Обладатель Монголии Батур-Чингис-Хан не ожидал такого ответа, и маньчжурский посланник заплатил жизнью за письмо своего Хана. Тай-цзу не имел времени мстить Линданю; но кровь и оскорбление положили начало непримиримой вражде между тем и другим владением — и бэйлы восточных аймаков, видевшие в маньчжурах верную защиту против замыслов и нападений чахаров, спешили вступать в родственные союзы с Тай-цзу, льстили ему титулами, дружбою и подданством. Смерть маньчжурского хана повергла в недоумение монгольских князей на счет видов и действий его преемника; боязнь, быть оставленными на волю Линданя, [60] заставляла их теснее соединиться с сильными соседями, и Корциньский Тай-цзн, игравший более значительную роль между другими владельцами, отправил письмо к маньчжурским бэйлам, в котором уверял в своем дружественном отношении к их великому государству и в своих надеждах, что дух почившего хана не умрет в его высоком наследнике; в то же время разные монгольские владельцы, лично явившиеся поклониться праху Тай-цзу, не пропустили случая выразить пред новым повелителем маньчжур чувства своей преданности и покорности.
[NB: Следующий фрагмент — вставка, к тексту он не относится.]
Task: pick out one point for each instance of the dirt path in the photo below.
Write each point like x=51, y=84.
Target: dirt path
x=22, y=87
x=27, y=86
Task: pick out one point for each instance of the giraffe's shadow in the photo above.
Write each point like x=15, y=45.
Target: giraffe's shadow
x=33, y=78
Тай-цзун решился воспользоваться благоприятными минутами, и титул Хана послужил наградою для Корциньского Тай-цзи; вскоре за тем был выслан значительный корпус — сделать нападение на Чахарские пределы. Обе эти меры увенчались блистательным успехом. Князья восточных аймаков сами вели воинов Тай-цзуна против непримиримого врага; вступивши однажды в военный союз с победоносным Маньчжурским Ханом, они не смели ни оставить его знамена, ни противиться влиянию и диктаторскому тону своего покровителя, который так искусно и крепко опутал их сетями своих глубоко расчитанных действий, что не далее 1629 года введен был Маньчжурский военный устав в аймаках: Корцинь, Аохань, Наймань, Халха, Карцинь и в других, и почти вся Восточная Монголия навсегда соединила судьбу свою с историею и жизнью Маньчжурского дома.
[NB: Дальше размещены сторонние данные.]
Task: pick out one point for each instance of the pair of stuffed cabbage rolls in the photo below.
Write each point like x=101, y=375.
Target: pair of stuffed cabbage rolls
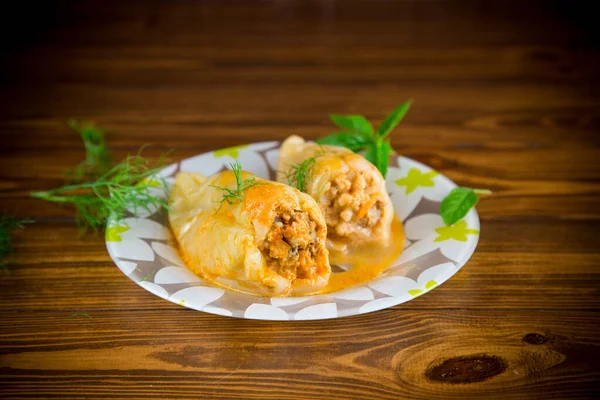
x=270, y=238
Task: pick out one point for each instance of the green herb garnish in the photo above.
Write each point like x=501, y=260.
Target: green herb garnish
x=232, y=196
x=358, y=135
x=458, y=203
x=97, y=160
x=81, y=315
x=300, y=174
x=125, y=186
x=7, y=226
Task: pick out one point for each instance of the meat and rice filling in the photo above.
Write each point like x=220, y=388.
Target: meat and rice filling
x=352, y=205
x=291, y=244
Другим государством, совершенно подчинившимся воле Тай-цзуна, была Корея, границы которой начинаются от берегов Я-лу-цзяна и оканчиваются в волнах Желтого моря, омывающих ее с трех сторон. Начало этого государства относится к весьма давним временам и, но сказаниям туземных писателей, их отечество испытало много перемен в своей жизни. Самая первая династия, носившая название Тань-цзюнь, единодержавно господствовала в целой стране, до прихода Ци-цзы, которому У-ван, Китайский Государь из дома Чжоу, отдал Корею в ленное владение; тогда фамилия Тань-цзюнь, изгнанная из своей столицы, бывшей в Пи-жане, скрылась в Бо-ю; это была первая Чао-сянь. Ци-цзы принес в новое свое отечество Китайское образование и устройство; доныне близ города Ань-пин-фу существуют остатки водоорошаемых [61] полей, заведенных в этой стране родоначальником нового дома. После сорока одного поколения, сменившихся в течение периода от начала до конца династии Чжоу новый выходец из Китая, Вэй-мань, подчинил своей власти Корею, и с падением дома Ци-цзи кончилась вторая Чао-сянь. Вэй-мань основал свою резиденцию в городе Ван-сян-чэн и восстановил в своём государстве язык, обыкновения и нравы Срединной Империи; но внук его Ю-цюй, был свергнут государем У-ди из династии Хань, Ван-сян превращен в область Лэй-лан, и это событие прекратило существование третьей и последней Чао-сянь. Каждая из них имела столицу в Пи-жане. После того явились Сань-хань, Синь-ло. Гао-цзюй-ли, Бо-цзи, разделившие страну на несколько частных владений, враждовавших между собою за право первенства и независимость; но наконец Гун-и положил начало новому дому и дал название государству Гао-ли, имя, которым корейцы до сих пор называют свое отечество. Несмотря на эти политические перевороты, во все времена торговля, единство образования и верований тесно соединяли Корею с Китаем, к которому она хранила почти такие же отношения, как колония к своей митрополии. После падения владычества монголов, Империя не утратила своей власти и влияния на древнюю данницу; а борьба Миньского дома с Маньчжурами была новым доказательством преданности корейцев к Империи.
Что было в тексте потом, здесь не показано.